Rechtliche Beurteilung

[4] Die außerordentliche Revision der Klägerin ist mangels Geltendmachung einer Rechtsfrage von erheblicher Bedeutung im Sinn des § 502 Abs 1 ZPO nicht zulässig.

[5] 1. Wucher im Sinn des § 879 Abs 2 Z 4 ABGB liegt vor, wenn 1. ein auffallendes Missverhältnis zwischen dem Wert der Leistung und der Gegenleistung besteht, 2. der durch das Geschäft Begünstigte dieses Missverhältnis kennt, und 3. bei dem durch das Geschäft Benachteiligten gewisse Verhältnisse oder Eigenschaften vorhanden sind, die ihn hindern, sein Interesse gehörig zu wahren; fehlt nur eine dieser Voraussetzungen, unterliegt ein Geschäft nicht der Beurteilung als wucherisch (RS0016864).
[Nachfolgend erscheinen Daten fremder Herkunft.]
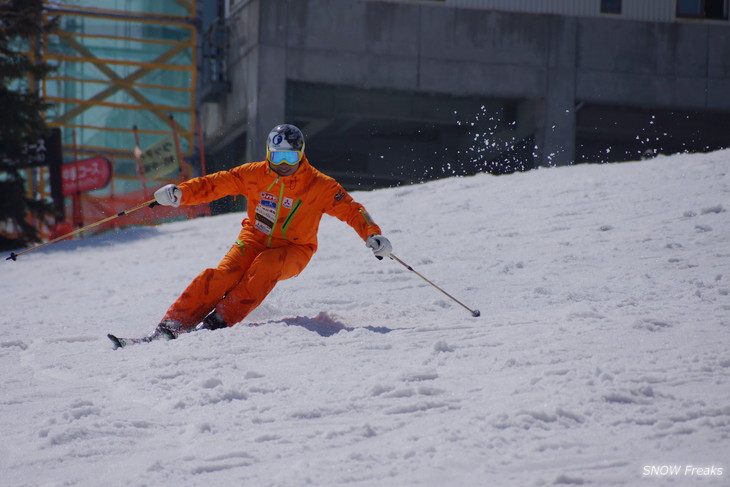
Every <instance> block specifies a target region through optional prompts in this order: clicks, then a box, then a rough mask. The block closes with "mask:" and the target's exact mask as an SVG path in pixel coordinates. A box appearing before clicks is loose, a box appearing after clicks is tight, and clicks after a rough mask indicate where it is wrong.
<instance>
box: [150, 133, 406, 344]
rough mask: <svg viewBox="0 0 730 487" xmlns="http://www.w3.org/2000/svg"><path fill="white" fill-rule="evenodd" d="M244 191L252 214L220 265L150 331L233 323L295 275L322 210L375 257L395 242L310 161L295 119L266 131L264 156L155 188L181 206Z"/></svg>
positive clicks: (297, 272)
mask: <svg viewBox="0 0 730 487" xmlns="http://www.w3.org/2000/svg"><path fill="white" fill-rule="evenodd" d="M238 194H241V195H243V196H245V197H246V199H247V204H248V208H247V215H248V218H246V219H244V220H243V223H242V226H243V228H242V230H241V232H240V233H239V235H238V240H236V242H235V244H234V245H233V247H232V248H231V249H230V250H229V251H228V253H227V254H226V255H225V257H223V260H221V262H220V264H218V267H217V268H215V269H206V270H204V271H203V272H202V273H200V275H198V277H196V278H195V279H194V280H193V281H192V282H191V283H190V285H189V286H188V287H187V289H185V291H183V293H182V294H181V295H180V297H179V298H178V299H177V300H176V301H175V302H174V303H173V304H172V306H170V309H168V310H167V313H165V316H164V317H163V319H162V321H161V322H160V324H159V325H157V328H156V329H155V331H154V332H153V333H152V335H150V336H149V338H150V339H156V338H168V339H170V338H175V337H177V336H178V335H179V334H181V333H185V332H188V331H191V330H192V329H193V328H195V327H196V326H198V324H200V323H201V322H202V326H203V327H204V328H207V329H211V330H212V329H218V328H224V327H228V326H233V325H235V324H236V323H239V322H240V321H241V320H243V319H244V318H245V317H246V315H248V314H249V313H250V312H251V311H253V310H254V309H255V308H256V307H257V306H258V305H259V304H261V302H262V301H263V300H264V298H265V297H266V296H267V295H268V294H269V293H270V292H271V290H272V289H273V288H274V286H275V285H276V283H277V282H279V281H281V280H284V279H289V278H290V277H294V276H296V275H298V274H299V273H300V272H302V270H303V269H304V268H305V267H306V265H307V263H308V262H309V260H310V259H311V258H312V255H313V254H314V252H315V251H316V250H317V230H318V227H319V222H320V219H321V218H322V215H323V214H324V213H327V214H328V215H332V216H335V217H337V218H339V219H340V220H342V221H344V222H346V223H348V224H349V225H350V226H351V227H352V228H353V229H355V231H356V232H357V233H358V234H359V235H360V237H361V238H362V239H363V240H364V241H365V242H366V246H367V247H369V248H371V249H372V251H373V253H374V254H375V256H376V257H377V258H378V259H382V258H383V257H387V256H389V255H390V254H391V252H392V246H391V243H390V241H388V239H387V238H385V237H383V236H382V235H380V234H381V230H380V227H378V225H376V224H375V223H374V222H373V221H372V219H371V218H370V216H369V215H368V213H367V211H366V210H365V208H364V207H363V206H362V205H361V204H359V203H357V202H355V201H354V200H353V199H352V197H351V196H350V195H349V194H348V193H347V192H346V191H345V190H344V189H343V188H342V186H340V184H339V183H337V181H335V180H334V179H332V178H331V177H329V176H326V175H324V174H322V173H321V172H319V171H318V170H317V169H315V168H314V167H312V166H311V165H310V164H309V161H308V160H307V157H306V155H305V154H304V135H303V134H302V132H301V131H300V130H299V129H298V128H297V127H295V126H293V125H288V124H283V125H277V126H276V127H274V129H273V130H272V131H271V132H270V133H269V136H268V140H267V146H266V160H265V161H261V162H254V163H249V164H243V165H241V166H238V167H236V168H233V169H231V170H230V171H221V172H218V173H215V174H211V175H209V176H205V177H200V178H194V179H191V180H188V181H186V182H184V183H181V184H180V185H179V186H177V185H175V184H168V185H167V186H164V187H162V188H160V189H158V190H157V191H156V192H155V199H156V200H157V202H158V203H159V204H161V205H165V206H173V207H178V206H180V205H181V204H182V205H197V204H200V203H207V202H210V201H213V200H216V199H219V198H222V197H224V196H231V195H238Z"/></svg>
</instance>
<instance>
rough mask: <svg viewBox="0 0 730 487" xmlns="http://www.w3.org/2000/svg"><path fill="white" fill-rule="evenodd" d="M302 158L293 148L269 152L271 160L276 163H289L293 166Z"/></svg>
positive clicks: (297, 152) (290, 164)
Ob diese Voraussetzungen vorliegen, ist eine Frage des Einzelfalls (RS0016861 [T1]), mit deren Prüfung Rechtsfragen von über den Einzelfall hinausgehender Bedeutung im Sinn des § 502 Abs 1 ZPO in der Regel nicht verbunden sind.

[6] 2. Die Behauptungs‑ und Beweislast für das Vorliegen der Voraussetzungen des § 879 Abs 2 Z 4 ABGB, trifft den Anfechtenden (RS0016915 [T2]). Es ist daher seine Sache Umstände darzutun, nach denen dem Anfechtungsgegner ein Missverhältnis der Werte der Leistungen mindestens bekannt sein musste (RS0016915), insbesondere durch Angabe des von ihm erwarteten Gewinns aus dem Geschäft (RS0016915 [T1]). Die bloße Behauptung, dass Leistung und Gegenleistung in einem auffallenden Missverhältnis stünden, reicht nicht aus (RS0016915 [T3]; vgl RS0016520).

[7] 3. Wenn das Berufungsgericht im festgestellten Sachverhalt keine Anhaltspunkte dafür erkannte, dass dem Beklagten ein Missverhältnis der Leistungen auffallen hätte müssen, überschreitet dies den ihm zukommenden Beurteilungsspielraum nicht. Mit der bloßen Behauptung, es stehe „jedenfalls“ fest, dass der Beklagte ein Wertmissverhältnis zwischen Leistung und Gegenleistung erkennen habe müssen, wird nicht dargelegt, aufgrund welcher konkreten Umstände dem Beklagten ein Missverhältnis bekannt sein hätte müssen.

[8] 4. Da die Vorinstanzen das Vorliegen von Wucher im Sinn des § 879 Abs 2 Z 4 ABGB schon aus diesem Grund in nicht korrekturbedürftiger Weise verneinten, muss auf die weiteren Revisionsausführungen zu den anderen genannten (und von den Vorinstanzen verneinten) Voraussetzungen nicht weiter eingegangen werden.